Objective: To analyze characteristics of mortality density and the influencing factors of HIV/AIDS after diagnosis in Jiamusi of Heilongjiang province. Methods: The data were retrieved from HIV/AIDS Comprehensive Response Information System and selected cases diagnosed with HIV/AIDS in Jiamusi of Heilongjiang province during 2010-2020 and aged 15 years or older as the study objects. The method of retrospective cohort study was used to collect baseline and follow-up information, and characteristics of mortality density after HIV diagnosis were described. Death after HIV diagnosis was divided into 1-6 months, 7-12 months, and ≥13 months after HIV diagnosis. The Cox proportional hazards model was used to analyze the associated factors of mortality density within six months after HIV diagnosis. Excel 2019 and SPSS 22.0 software were used for data processing and statistical analysis.
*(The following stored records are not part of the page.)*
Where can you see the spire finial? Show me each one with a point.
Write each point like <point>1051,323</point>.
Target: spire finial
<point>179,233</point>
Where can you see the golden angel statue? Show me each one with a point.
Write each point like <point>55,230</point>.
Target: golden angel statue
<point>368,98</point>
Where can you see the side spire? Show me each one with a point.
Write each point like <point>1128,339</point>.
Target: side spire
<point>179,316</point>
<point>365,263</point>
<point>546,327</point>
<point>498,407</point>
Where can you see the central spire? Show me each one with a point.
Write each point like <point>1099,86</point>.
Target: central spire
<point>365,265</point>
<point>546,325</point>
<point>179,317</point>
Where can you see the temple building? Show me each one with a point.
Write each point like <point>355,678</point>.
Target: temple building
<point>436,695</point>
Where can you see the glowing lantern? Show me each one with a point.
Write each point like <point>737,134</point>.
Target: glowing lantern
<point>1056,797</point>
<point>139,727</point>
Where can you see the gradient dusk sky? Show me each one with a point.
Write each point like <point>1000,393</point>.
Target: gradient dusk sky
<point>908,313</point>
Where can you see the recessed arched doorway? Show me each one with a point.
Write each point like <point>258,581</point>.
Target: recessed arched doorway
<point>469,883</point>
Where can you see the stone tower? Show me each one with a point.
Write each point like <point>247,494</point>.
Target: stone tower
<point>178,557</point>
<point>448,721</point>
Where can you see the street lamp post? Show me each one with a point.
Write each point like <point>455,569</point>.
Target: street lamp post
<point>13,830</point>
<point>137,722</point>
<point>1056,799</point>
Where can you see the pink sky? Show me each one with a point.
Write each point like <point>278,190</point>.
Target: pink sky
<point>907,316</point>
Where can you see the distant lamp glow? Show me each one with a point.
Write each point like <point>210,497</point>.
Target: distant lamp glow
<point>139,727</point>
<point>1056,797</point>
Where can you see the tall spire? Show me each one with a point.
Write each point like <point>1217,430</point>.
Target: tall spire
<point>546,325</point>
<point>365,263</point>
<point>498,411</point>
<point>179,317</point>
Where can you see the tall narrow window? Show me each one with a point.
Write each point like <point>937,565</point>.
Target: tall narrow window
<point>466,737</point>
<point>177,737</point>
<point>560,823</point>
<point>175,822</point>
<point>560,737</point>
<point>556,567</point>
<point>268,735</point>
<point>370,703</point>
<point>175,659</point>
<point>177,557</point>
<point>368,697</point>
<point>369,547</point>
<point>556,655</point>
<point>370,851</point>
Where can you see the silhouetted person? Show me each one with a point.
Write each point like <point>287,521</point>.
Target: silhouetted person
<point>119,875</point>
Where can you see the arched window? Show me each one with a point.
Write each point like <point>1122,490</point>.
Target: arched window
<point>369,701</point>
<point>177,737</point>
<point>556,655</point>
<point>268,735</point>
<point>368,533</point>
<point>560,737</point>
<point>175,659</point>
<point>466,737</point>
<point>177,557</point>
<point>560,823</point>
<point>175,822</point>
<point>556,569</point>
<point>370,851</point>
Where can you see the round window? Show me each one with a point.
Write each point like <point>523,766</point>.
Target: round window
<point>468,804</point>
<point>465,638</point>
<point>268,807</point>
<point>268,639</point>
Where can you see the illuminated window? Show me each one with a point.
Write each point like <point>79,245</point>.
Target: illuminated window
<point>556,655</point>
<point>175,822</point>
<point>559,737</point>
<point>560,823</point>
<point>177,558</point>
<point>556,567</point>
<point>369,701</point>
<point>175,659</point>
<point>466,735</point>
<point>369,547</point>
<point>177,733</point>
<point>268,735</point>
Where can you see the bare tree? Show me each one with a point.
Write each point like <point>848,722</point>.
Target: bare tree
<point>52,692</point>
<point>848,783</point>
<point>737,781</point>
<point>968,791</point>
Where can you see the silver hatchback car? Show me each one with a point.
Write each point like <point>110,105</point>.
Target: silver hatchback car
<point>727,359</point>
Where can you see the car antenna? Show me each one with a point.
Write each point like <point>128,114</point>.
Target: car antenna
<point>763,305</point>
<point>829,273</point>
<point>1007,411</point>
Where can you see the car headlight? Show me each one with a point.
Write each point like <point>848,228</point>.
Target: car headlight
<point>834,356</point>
Results: A total of 953 HIV/AIDS with 173 deaths were included during the study period. Most HIV/AIDS were men (89.19%, 850/953), single or divorced or widowed (76.50%, 729/953), educated in middle school and lower level (51.84%, 494/953), and men who have sex with men (77.02%, 734/953). There was a cumulative follow-up of 3 944.59 person-years, with an overall mortality density of 4.39 (95%CI: 3.79-5.07)/100 person- years. The mortality density was highest in 21.60 (95%CI: 18.04-25.86) 100 person-years within the first six months after diagnosis, then decreased to 2.02 (95%CI: 1.59-2.58)/100 person-years over 13 months or more after HIV diagnosis. HIV/AIDS who died within the first six months after diagnosis had a higher proportion of first CD4+T lymphocytes (CD4) counts untested (51.61%, 48/93) and AIDS-related deaths (32.26%, 30/93). In the multivariate analysis of the Cox proportional hazards regression model, mortality density within the first six months after HIV diagnosis was greater among HIV/AIDS who were older at diagnosis, detected by medical institutions, with lower first CD4 counts or no testing, and never receiving antiretroviral therapy (ART). Conclusions: Mortality density was generally low in Jiamusi of Heilongjiang province during 2010-2020 and declined over the follow-up time. However, early diagnosis and immediate ART initiation should be strengthened. Attention should also be paid to follow-up care management and referral services for HIV/AIDS within the first six months after HIV diagnosis to reduce the risk of death after HIV diagnosis.